Cependant, comme le rappelle la commission des comptes de la sécurité sociale, si cette approche « déficit structurel »/« déficit conjoncturel » est utile en temps de crise pour isoler l'effet de la dégradation conjoncturelle, elle perd son sens les années suivantes. La question n'est alors plus de savoir quelle aurait été le solde du régime général si la crise n'avait pas eu lieu, mais la question est d' évaluer l'ampleur de la conjoncture favorable qui sera nécessaire pour permettre un redressement des comptes sociaux .

Or, le régime général abordera la reprise économique avec un handicap, cette fois, de près de 30 milliards d'euros et la reprise économique ne sera pas suffisante pour résorber ces déficits .


* 2 Carmen M. Reinhart, Kenneth S. Rogoff, « The Aftermath of Financial Crises », 19 décembre 2008 ; « Growth in a Time of Debt », 7 janvier 2010 ; « From Financial Crash to Debt Crisis », 24 février 2010.

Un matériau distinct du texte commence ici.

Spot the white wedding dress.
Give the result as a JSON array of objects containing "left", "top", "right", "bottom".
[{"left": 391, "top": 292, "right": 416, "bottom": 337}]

* 3 L'exception concerne celle de 1907.

* 4 « Les crises bancaires (même celles d'une origine purement privée) augmentent directement la probabilité d'un défaut souverain, par elles-mêmes (conformément à nos résultats) et indirectement alors que les dettes publiques augmentent fortement. Peu d'éléments suggèrent dans cette analyse que ces cycles de dette et leurs liens avec les crises économiques aient changé de manière appréciable au cours du temps » (traduction de la commission des finances).

* 5 Intervention d'Eric Woerth, ministre du budget, des comptes publics, de la fonction publique et de la réforme de l'Etat, devant la commission des comptes de la sécurité sociale - 1 er octobre 2009.

* 6 Commission des comptes de la sécurité sociale - rapport d'octobre 2009.